Les systèmes stop-start réduisent consommation et émissions
SEG Automotive démonte les idées reçues et souligne l’impact en atelier
Bien que les systèmes stop-start soient utilisés en production de série depuis près de vingt ans, ils continuent de susciter des interrogations chez certains conducteurs. SEG Automotive profite de cette perception pour analyser les idées reçues et mettre en évidence les implications techniques pour l’atelier.
Technologie en production depuis 2007
SEG Automotive a introduit les systèmes stop-start en production de série en 2007 comme solution visant à réduire la consommation de carburant et les émissions de CO2. Le principe est désormais largement répandu: le moteur est coupé à l’arrêt et redémarré automatiquement lorsque le conducteur repart.
Les systèmes reposent sur des démarreurs renforcés, conçus pour supporter un nombre de cycles bien plus élevé que les démarreurs conventionnels. Ces composants sont aujourd’hui utilisés à grande échelle dans les véhicules à moteur thermique.
Conçus pour des sollicitations élevées
Une inquiétude fréquente concerne l’usure liée aux redémarrages répétés. En pratique, les démarreurs stop-start sont spécifiquement développés pour ce type d’utilisation.
Ils intègrent des composants mécaniques et électriques adaptés, tels que des roulements renforcés, des engrenages spécifiques et une gestion optimisée.
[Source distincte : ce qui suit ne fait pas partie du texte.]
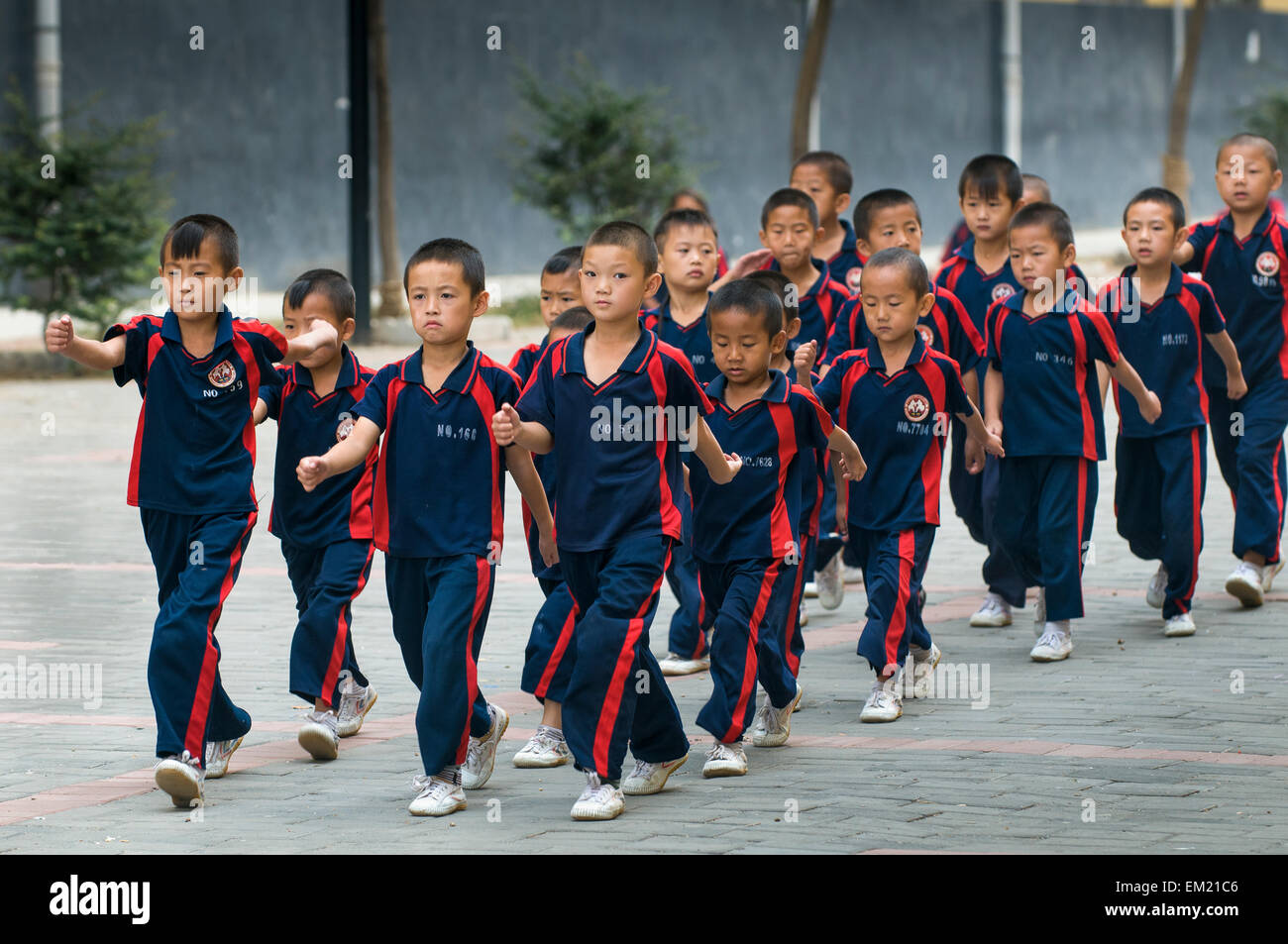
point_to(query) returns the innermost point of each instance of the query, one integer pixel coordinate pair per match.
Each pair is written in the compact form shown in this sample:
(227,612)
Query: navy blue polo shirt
(758,515)
(945,327)
(340,507)
(441,475)
(1249,284)
(526,359)
(695,339)
(1051,394)
(617,445)
(194,445)
(1163,343)
(897,424)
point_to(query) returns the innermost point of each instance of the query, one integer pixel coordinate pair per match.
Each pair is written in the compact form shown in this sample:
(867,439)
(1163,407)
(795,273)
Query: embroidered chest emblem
(915,407)
(223,374)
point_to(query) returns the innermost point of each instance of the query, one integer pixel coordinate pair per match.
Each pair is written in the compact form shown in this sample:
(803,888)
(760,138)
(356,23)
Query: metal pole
(50,69)
(360,150)
(1013,80)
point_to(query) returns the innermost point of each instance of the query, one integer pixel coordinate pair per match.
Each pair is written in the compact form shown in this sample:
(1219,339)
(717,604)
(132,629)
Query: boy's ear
(925,304)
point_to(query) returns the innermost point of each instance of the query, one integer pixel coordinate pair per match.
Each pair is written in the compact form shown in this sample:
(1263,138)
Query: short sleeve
(267,342)
(682,385)
(1211,321)
(1199,239)
(954,393)
(812,424)
(375,398)
(271,393)
(1102,344)
(838,339)
(828,390)
(138,331)
(536,402)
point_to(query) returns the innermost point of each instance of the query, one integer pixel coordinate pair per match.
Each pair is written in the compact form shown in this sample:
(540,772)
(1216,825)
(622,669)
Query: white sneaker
(884,703)
(993,612)
(356,702)
(679,665)
(1269,571)
(772,725)
(649,778)
(1055,643)
(544,750)
(181,778)
(599,800)
(481,758)
(218,754)
(725,760)
(1244,584)
(1155,594)
(436,797)
(923,662)
(320,736)
(831,587)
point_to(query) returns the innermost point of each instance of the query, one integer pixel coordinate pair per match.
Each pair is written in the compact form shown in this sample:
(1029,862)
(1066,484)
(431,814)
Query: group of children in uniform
(733,429)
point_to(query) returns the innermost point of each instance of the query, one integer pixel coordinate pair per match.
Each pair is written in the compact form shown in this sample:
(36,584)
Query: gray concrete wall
(257,130)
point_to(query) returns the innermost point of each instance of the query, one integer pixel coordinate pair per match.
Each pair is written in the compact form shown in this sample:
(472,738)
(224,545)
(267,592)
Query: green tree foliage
(595,155)
(80,220)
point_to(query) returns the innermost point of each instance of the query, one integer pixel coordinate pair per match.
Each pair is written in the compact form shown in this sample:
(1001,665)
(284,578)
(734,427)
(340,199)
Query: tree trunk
(1176,170)
(390,273)
(806,80)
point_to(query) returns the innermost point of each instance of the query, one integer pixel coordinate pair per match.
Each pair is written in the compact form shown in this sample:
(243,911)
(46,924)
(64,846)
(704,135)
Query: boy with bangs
(326,537)
(1241,256)
(1042,399)
(434,411)
(1159,317)
(198,371)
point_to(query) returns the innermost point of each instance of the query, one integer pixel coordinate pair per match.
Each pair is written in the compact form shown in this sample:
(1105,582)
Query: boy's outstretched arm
(510,430)
(524,474)
(720,468)
(851,465)
(60,338)
(979,433)
(993,393)
(313,471)
(1145,398)
(1235,385)
(320,335)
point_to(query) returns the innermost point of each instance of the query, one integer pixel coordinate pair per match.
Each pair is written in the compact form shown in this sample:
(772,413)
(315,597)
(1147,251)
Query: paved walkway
(1136,743)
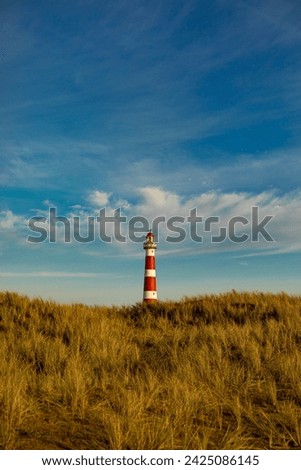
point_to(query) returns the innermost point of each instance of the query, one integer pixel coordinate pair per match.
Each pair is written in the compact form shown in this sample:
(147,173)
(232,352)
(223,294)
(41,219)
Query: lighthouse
(150,282)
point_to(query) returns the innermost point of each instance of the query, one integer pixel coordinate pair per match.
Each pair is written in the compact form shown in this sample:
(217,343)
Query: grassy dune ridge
(209,372)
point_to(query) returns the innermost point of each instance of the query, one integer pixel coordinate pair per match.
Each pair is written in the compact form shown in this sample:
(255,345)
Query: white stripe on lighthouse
(150,273)
(149,294)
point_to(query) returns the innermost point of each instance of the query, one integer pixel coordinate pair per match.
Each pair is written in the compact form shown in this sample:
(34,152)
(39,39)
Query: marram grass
(209,372)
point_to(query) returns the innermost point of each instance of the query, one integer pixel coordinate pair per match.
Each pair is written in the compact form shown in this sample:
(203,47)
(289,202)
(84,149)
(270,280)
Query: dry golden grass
(209,372)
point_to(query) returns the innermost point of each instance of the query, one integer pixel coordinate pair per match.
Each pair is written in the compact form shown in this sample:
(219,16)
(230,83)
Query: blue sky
(155,108)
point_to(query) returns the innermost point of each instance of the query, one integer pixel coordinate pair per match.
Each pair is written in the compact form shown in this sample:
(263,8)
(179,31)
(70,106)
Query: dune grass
(209,372)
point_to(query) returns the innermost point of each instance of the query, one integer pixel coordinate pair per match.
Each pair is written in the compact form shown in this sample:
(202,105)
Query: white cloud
(10,221)
(99,198)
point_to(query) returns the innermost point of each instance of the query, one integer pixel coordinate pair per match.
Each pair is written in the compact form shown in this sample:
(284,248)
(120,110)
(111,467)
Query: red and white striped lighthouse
(150,282)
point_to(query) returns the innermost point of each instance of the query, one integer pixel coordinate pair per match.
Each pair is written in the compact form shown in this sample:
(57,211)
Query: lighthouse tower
(150,282)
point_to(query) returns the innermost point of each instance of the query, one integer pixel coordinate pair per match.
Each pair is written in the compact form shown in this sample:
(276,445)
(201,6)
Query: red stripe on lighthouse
(150,282)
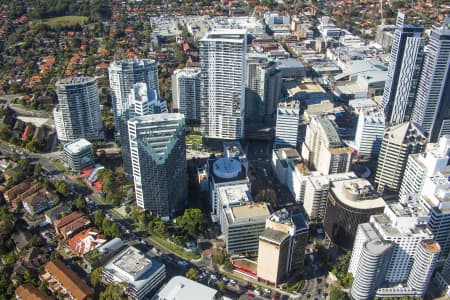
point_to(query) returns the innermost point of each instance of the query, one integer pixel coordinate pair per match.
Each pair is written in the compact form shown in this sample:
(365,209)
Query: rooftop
(431,246)
(75,80)
(133,267)
(71,282)
(181,288)
(251,210)
(357,193)
(27,291)
(235,194)
(274,236)
(78,146)
(405,133)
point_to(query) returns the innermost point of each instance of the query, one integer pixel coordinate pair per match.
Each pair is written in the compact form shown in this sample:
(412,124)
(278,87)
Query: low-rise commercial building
(282,246)
(241,220)
(181,288)
(64,280)
(350,203)
(140,273)
(79,155)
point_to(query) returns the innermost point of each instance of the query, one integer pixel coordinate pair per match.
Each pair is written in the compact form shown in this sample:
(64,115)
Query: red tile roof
(71,282)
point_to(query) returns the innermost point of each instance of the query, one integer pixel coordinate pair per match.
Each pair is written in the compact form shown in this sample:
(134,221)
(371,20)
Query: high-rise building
(350,202)
(404,71)
(422,165)
(79,155)
(263,87)
(141,101)
(409,263)
(323,149)
(158,156)
(123,74)
(282,246)
(442,278)
(435,199)
(399,141)
(78,112)
(288,121)
(431,109)
(373,261)
(186,93)
(369,133)
(222,83)
(241,220)
(315,189)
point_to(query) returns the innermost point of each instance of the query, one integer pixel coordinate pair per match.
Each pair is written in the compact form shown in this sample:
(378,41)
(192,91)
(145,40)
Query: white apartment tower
(222,83)
(158,156)
(288,121)
(323,149)
(423,165)
(401,249)
(369,133)
(141,101)
(403,73)
(263,83)
(433,91)
(78,112)
(399,141)
(123,74)
(186,93)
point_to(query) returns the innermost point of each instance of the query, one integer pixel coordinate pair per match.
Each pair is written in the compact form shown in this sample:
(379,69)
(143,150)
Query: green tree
(114,230)
(79,203)
(96,277)
(228,266)
(62,188)
(32,146)
(192,274)
(337,294)
(99,216)
(114,291)
(221,286)
(193,221)
(218,257)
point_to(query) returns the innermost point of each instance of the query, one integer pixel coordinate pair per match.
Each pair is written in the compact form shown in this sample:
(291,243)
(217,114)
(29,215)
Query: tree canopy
(193,222)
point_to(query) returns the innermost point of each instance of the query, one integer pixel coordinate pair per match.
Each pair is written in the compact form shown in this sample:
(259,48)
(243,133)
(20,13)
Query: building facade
(410,261)
(140,273)
(323,148)
(350,203)
(123,74)
(158,157)
(282,246)
(241,220)
(369,133)
(398,142)
(186,93)
(287,125)
(433,91)
(263,87)
(78,112)
(79,155)
(141,101)
(222,83)
(404,71)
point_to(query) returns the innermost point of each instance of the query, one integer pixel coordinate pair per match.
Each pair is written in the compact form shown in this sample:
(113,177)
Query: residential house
(64,280)
(85,241)
(27,291)
(71,224)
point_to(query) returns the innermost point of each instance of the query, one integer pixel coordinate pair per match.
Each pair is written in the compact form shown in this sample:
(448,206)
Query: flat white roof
(77,145)
(181,288)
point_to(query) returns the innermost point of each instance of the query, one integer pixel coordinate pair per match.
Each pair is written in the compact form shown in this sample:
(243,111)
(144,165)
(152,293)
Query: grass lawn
(173,248)
(65,20)
(60,166)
Les batteries AGM ou EFB ainsi que la gestion énergétique du véhicule sont également conçues pour ces cycles fréquents.
Pour l’atelier, le choix des pièces est déterminant: l’utilisation d’un démarreur standard ou d’une batterie inadaptée peut entraîner des dysfonctionnements.
Un diagnostic global nécessaire
Les systèmes stop-start ne fonctionnent pas de manière isolée, mais font partie d’un système de gestion énergétique global. Des paramètres tels que l’état de charge de la batterie, la température moteur, la température extérieure et les consommateurs électriques influencent leur fonctionnement.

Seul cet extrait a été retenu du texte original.